Samantha Blickhan on platform-side iteration: learning from the Davy Notebooks Project

In contrast to the majority of posts on the project blog, I want to focus on the technical side of things. In particular, I want to highlight a few ways that we at the Zooniverse have changed our public offerings and internal practices based on lessons learned during our multi-year collaboration as part of the Davy Notebooks Project (henceforth DNP).

One of the biggest impacts of this collaboration has been increased opportunities for teams aiming to build image-based text transcription projects that feature a common type of data organization. In most cases, a team’s dataset will be made up of multiple sub-groups of images. These sub-groups are typically uploaded via the Project Builder as different subject sets. For a project with multiple subject sets, teams need to possess enough information about the content and structure of their images across these sub-groupings to know whether they can all be sent to the same workflow, or whether they require different classification methods.

Sometimes the content of the subject sets will merit varied technical approaches – e.g. a subject set containing tabular data will require different tools for data collection than a subject set containing letters – but other times a single technical approach can be applied to all sub-groupings for an entire dataset. The DNP is an example of the latter. Their full set of images is subdivided into individual, physical notebooks, all with the same goal of text transcription (composed of an underline marking + collaborative transcription) and a series of follow-up questions about what the participant has just transcribed.

For cases like this on the Zooniverse platform, the traditional technical approach would be to create a single workflow and associate all of the subject sets with that workflow, either simultaneously or in a staggered approach (e.g. activating a new subject set once the previous has been retired). However, over the past several years we have seen that, for archival materials in particular, it is beneficial to expose some of the organizational structure behind a dataset, to give participants access to more information about the sub-groupings and options about how they want to participate.
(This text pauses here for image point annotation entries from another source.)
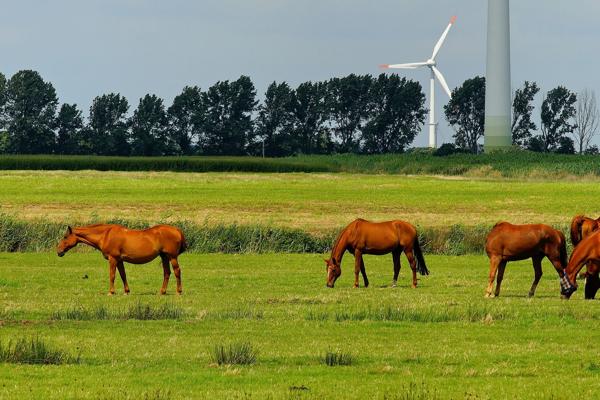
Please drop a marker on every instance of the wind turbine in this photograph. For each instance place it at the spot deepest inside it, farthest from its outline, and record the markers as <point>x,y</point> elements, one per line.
<point>435,73</point>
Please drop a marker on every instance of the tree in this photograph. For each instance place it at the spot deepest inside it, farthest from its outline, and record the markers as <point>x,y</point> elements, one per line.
<point>29,111</point>
<point>185,120</point>
<point>275,122</point>
<point>349,101</point>
<point>228,125</point>
<point>465,112</point>
<point>558,111</point>
<point>69,125</point>
<point>522,125</point>
<point>107,132</point>
<point>149,128</point>
<point>586,120</point>
<point>396,114</point>
<point>311,132</point>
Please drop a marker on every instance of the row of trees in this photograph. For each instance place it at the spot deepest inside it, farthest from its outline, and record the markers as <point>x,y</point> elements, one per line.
<point>568,121</point>
<point>363,114</point>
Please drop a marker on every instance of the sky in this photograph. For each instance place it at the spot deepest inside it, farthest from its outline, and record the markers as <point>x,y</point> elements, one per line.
<point>91,47</point>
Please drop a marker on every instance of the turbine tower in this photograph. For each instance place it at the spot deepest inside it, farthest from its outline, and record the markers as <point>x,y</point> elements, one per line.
<point>435,73</point>
<point>498,90</point>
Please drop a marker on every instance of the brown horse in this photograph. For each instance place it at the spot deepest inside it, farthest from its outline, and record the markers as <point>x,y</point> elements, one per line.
<point>119,244</point>
<point>587,251</point>
<point>507,242</point>
<point>364,237</point>
<point>582,227</point>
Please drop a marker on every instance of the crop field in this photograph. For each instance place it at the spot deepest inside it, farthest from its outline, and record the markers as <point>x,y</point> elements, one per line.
<point>312,202</point>
<point>441,340</point>
<point>264,326</point>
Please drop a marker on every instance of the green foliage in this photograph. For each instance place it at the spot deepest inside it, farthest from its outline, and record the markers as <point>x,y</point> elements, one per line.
<point>30,110</point>
<point>558,111</point>
<point>33,351</point>
<point>522,125</point>
<point>465,112</point>
<point>337,358</point>
<point>234,354</point>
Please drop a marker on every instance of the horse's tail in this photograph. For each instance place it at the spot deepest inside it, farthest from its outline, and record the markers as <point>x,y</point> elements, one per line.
<point>421,266</point>
<point>576,229</point>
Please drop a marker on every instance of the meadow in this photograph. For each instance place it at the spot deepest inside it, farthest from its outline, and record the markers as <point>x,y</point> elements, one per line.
<point>441,340</point>
<point>269,305</point>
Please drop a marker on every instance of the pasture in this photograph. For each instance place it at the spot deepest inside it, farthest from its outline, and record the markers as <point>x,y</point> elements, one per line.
<point>442,340</point>
<point>315,203</point>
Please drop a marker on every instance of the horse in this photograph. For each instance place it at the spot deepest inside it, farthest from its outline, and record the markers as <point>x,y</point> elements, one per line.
<point>364,237</point>
<point>119,244</point>
<point>582,227</point>
<point>587,251</point>
<point>507,242</point>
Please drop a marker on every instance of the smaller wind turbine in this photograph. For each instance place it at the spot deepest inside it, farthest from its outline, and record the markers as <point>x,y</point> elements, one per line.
<point>435,73</point>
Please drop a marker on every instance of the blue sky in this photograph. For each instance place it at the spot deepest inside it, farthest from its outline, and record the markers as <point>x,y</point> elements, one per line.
<point>90,47</point>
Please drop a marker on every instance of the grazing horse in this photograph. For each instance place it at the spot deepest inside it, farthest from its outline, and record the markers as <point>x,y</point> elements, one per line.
<point>364,237</point>
<point>119,244</point>
<point>582,227</point>
<point>587,251</point>
<point>507,242</point>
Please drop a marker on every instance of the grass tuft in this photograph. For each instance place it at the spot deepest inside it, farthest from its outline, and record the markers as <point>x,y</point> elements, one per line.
<point>234,354</point>
<point>34,351</point>
<point>335,358</point>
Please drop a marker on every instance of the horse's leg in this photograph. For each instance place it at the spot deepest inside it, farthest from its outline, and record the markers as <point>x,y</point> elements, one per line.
<point>494,262</point>
<point>112,269</point>
<point>177,272</point>
<point>413,264</point>
<point>357,263</point>
<point>363,271</point>
<point>501,268</point>
<point>121,268</point>
<point>396,258</point>
<point>537,270</point>
<point>166,273</point>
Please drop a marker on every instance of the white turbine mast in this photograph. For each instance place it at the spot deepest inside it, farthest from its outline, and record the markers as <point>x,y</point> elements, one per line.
<point>435,74</point>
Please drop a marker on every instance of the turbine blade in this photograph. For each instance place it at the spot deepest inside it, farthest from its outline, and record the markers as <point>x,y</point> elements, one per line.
<point>440,42</point>
<point>442,81</point>
<point>403,66</point>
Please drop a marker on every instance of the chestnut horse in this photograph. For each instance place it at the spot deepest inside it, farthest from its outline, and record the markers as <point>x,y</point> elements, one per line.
<point>587,251</point>
<point>364,237</point>
<point>582,227</point>
<point>507,242</point>
<point>119,244</point>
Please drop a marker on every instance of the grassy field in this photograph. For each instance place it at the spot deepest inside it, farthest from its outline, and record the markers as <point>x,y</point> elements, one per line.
<point>442,340</point>
<point>312,202</point>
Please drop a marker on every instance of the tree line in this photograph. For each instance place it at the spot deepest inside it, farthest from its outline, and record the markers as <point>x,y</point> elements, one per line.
<point>356,113</point>
<point>353,114</point>
<point>568,121</point>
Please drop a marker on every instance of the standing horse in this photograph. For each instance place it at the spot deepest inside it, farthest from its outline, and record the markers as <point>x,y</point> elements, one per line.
<point>119,244</point>
<point>582,227</point>
<point>507,242</point>
<point>588,250</point>
<point>364,237</point>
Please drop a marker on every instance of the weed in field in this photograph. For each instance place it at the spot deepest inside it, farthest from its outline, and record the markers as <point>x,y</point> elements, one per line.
<point>334,358</point>
<point>33,351</point>
<point>234,354</point>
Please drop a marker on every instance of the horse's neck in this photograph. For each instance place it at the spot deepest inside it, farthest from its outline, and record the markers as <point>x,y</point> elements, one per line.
<point>337,253</point>
<point>91,236</point>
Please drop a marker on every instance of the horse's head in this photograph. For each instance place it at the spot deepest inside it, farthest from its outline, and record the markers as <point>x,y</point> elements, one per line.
<point>333,271</point>
<point>68,241</point>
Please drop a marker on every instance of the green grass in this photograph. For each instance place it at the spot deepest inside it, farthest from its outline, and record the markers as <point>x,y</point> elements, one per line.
<point>314,203</point>
<point>442,340</point>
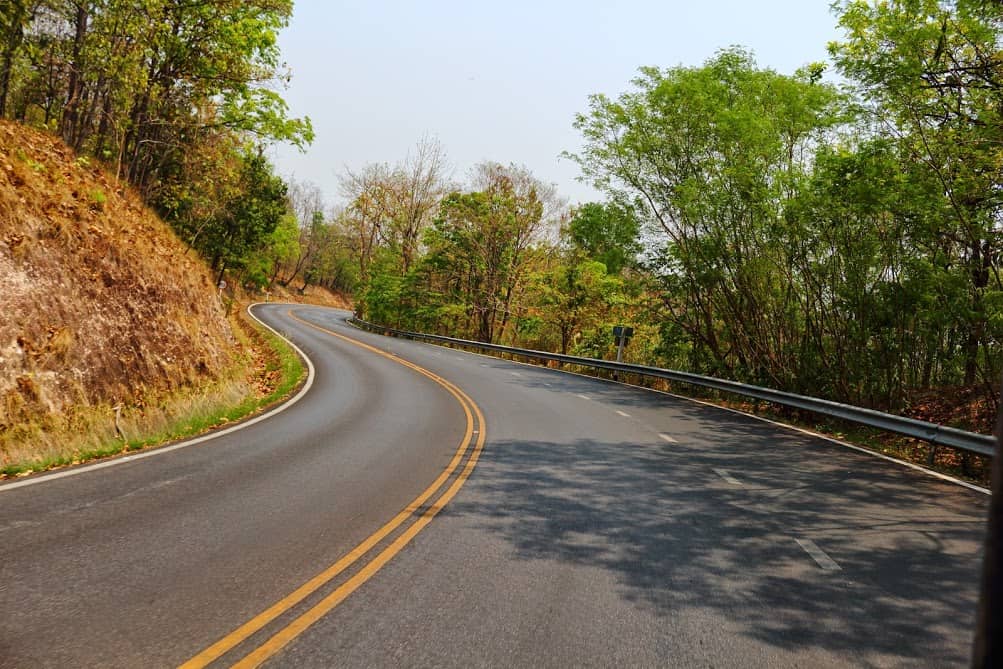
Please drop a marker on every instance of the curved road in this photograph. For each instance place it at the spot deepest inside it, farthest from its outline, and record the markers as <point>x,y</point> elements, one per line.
<point>435,508</point>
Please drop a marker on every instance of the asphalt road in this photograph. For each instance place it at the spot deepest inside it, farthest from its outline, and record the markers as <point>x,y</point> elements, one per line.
<point>600,526</point>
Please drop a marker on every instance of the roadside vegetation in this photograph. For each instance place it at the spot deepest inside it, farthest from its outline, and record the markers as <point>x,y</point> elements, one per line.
<point>265,370</point>
<point>777,229</point>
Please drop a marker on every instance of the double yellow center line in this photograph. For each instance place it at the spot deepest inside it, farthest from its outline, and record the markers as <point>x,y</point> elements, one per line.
<point>473,433</point>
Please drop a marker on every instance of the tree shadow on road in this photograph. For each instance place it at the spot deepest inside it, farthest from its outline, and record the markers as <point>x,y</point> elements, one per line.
<point>676,535</point>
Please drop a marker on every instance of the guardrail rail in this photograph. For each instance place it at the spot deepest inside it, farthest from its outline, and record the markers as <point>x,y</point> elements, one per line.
<point>937,435</point>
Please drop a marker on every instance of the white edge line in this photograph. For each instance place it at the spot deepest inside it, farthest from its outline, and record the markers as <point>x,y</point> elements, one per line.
<point>912,465</point>
<point>832,439</point>
<point>41,478</point>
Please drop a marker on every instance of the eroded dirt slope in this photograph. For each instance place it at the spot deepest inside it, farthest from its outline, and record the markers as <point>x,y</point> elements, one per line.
<point>99,301</point>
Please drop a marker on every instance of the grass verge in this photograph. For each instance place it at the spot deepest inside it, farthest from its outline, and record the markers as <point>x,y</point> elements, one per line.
<point>266,369</point>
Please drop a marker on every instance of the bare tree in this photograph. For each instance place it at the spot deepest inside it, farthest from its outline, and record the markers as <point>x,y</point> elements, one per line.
<point>307,203</point>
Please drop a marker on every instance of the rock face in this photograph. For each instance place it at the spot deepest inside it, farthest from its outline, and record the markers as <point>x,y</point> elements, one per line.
<point>99,301</point>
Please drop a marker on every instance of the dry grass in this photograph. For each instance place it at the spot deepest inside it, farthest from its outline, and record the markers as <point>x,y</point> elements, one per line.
<point>101,305</point>
<point>265,371</point>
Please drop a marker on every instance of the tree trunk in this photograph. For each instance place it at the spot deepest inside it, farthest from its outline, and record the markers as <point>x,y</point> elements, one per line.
<point>69,126</point>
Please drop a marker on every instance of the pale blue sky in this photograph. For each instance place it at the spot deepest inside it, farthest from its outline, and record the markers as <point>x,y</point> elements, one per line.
<point>503,80</point>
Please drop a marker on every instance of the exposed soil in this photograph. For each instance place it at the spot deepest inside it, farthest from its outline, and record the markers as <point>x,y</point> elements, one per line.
<point>99,301</point>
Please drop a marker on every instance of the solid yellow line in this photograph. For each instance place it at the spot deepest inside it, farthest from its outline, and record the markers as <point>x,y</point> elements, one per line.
<point>232,640</point>
<point>298,626</point>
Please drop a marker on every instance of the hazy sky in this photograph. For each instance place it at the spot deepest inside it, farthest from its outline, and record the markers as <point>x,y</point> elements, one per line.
<point>503,80</point>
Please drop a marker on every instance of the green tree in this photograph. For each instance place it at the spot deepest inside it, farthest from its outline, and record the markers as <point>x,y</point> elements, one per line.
<point>710,154</point>
<point>930,75</point>
<point>607,233</point>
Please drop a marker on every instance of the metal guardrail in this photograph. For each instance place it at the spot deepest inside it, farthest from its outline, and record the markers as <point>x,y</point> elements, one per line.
<point>938,435</point>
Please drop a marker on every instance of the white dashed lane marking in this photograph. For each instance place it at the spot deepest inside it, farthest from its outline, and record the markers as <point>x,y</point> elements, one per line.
<point>723,473</point>
<point>824,562</point>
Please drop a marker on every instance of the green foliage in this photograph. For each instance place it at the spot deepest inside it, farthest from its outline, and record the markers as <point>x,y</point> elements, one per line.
<point>607,233</point>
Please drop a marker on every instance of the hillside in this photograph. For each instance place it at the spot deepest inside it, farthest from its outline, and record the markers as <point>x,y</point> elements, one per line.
<point>100,302</point>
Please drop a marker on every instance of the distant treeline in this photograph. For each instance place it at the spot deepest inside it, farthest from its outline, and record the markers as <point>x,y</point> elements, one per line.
<point>776,229</point>
<point>842,242</point>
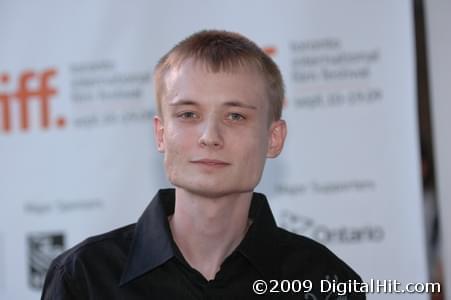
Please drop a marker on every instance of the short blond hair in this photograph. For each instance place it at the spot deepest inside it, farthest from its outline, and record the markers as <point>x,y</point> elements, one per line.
<point>223,51</point>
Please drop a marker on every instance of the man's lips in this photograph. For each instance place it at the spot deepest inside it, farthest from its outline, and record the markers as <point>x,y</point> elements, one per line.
<point>210,162</point>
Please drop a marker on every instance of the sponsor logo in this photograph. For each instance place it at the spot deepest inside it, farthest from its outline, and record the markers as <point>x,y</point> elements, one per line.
<point>330,235</point>
<point>31,86</point>
<point>42,249</point>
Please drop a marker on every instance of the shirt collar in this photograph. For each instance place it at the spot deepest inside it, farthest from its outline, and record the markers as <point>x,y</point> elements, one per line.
<point>153,245</point>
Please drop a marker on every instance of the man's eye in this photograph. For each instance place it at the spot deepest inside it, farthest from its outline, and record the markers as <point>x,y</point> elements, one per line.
<point>188,115</point>
<point>235,117</point>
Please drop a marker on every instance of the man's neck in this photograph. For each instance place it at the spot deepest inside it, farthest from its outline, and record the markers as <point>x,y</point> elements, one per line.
<point>208,230</point>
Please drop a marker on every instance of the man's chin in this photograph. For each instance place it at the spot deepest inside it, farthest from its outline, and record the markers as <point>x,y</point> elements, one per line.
<point>214,191</point>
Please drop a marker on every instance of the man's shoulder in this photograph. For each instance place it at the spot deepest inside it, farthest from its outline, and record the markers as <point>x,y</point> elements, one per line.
<point>115,243</point>
<point>303,255</point>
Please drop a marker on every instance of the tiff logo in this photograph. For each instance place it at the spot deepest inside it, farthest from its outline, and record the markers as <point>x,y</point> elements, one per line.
<point>42,93</point>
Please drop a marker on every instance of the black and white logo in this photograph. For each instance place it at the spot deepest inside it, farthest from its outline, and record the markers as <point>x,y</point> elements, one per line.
<point>328,235</point>
<point>42,249</point>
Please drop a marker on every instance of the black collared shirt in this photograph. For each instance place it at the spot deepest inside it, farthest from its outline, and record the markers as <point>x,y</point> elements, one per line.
<point>142,261</point>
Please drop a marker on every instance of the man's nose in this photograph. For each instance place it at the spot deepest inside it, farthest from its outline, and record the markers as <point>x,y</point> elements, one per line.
<point>211,134</point>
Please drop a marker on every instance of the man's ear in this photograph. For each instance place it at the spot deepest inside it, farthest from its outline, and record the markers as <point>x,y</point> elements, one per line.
<point>276,138</point>
<point>158,128</point>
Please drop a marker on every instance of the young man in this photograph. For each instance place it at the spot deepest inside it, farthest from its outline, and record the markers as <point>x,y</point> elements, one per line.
<point>219,99</point>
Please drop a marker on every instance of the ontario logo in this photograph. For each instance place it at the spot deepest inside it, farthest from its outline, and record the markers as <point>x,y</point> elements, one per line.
<point>33,90</point>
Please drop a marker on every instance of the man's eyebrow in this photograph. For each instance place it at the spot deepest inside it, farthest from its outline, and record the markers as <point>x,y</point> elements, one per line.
<point>183,102</point>
<point>239,104</point>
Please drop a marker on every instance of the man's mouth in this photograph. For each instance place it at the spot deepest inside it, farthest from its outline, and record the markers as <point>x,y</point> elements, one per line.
<point>211,162</point>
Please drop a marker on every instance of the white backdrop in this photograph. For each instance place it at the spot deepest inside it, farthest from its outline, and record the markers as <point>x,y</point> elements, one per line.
<point>77,153</point>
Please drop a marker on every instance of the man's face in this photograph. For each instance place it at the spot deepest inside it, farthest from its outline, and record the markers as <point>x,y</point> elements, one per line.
<point>214,130</point>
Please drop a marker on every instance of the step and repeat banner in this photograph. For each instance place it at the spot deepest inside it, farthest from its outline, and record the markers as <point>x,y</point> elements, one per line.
<point>76,142</point>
What I mean by ‘exposing structure’ here is providing information about: 1) how the full dataset is organized; 2) what – if any – the relationship is between subjects in a given set (e.g. if they should be displayed to participants in a certain order); and 3) which materials will be available for transcription and when. Additionally, if teams can provide options for volunteers (i.e. make multiple subject sets available simultaneously) that then gives greater agency to participants by allowing them to choose what they want to work on.

However, the setup process for this approach had some issues. For project teams, it was frustrating to have to build a new workflow for every single subject set, particularly if they were re-creating a complex workflow. Teams were also having to keep workflows set to ‘active’ even after the subject set was fully retired, to ensure that they continued to appear on the Stats page (to provide a record of how much collective effort participants had put into the project over time).

For our Zooniverse team, it meant additional work, too: if a workflow had advanced or experimental features requiring our help, those would all need to be set up manually as well. The DNP workflows use the Transcription Task, which requires Zooniverse-side configuration in order for collaborative transcription to work properly. If the configuration isn’t exactly right (e.g. if there are typos or the right box isn’t ticked), it can impact how the task appears on the project frontend.

After the re-launch of the DNP in 2021, we realized we could build support systems for this process into the platform, reducing the risk of error and saving time for both ourselves and for research teams using the Project Builder.

First, we added a Copy Workflow button to the Project Builder ‘Workflows’ page.

Fig. 1: The Copy Workflow button

This allows teams to duplicate a workflow simply by pressing the ‘Copy’ button and giving the workflow a new name. Later iterations of this button ensured that advanced and administrative settings were also copied.

Second, Zooniverse backend developer Michelle Yuen wrote an automated configuration script for workflows using the Transcription Task. Instead of manually inputting the configuration via a user interface, we can simply run the Python script on a command line interface (such as Mac Terminal) to set up a given workflow. This reduces the risk of human error during setup, and is also much, much faster.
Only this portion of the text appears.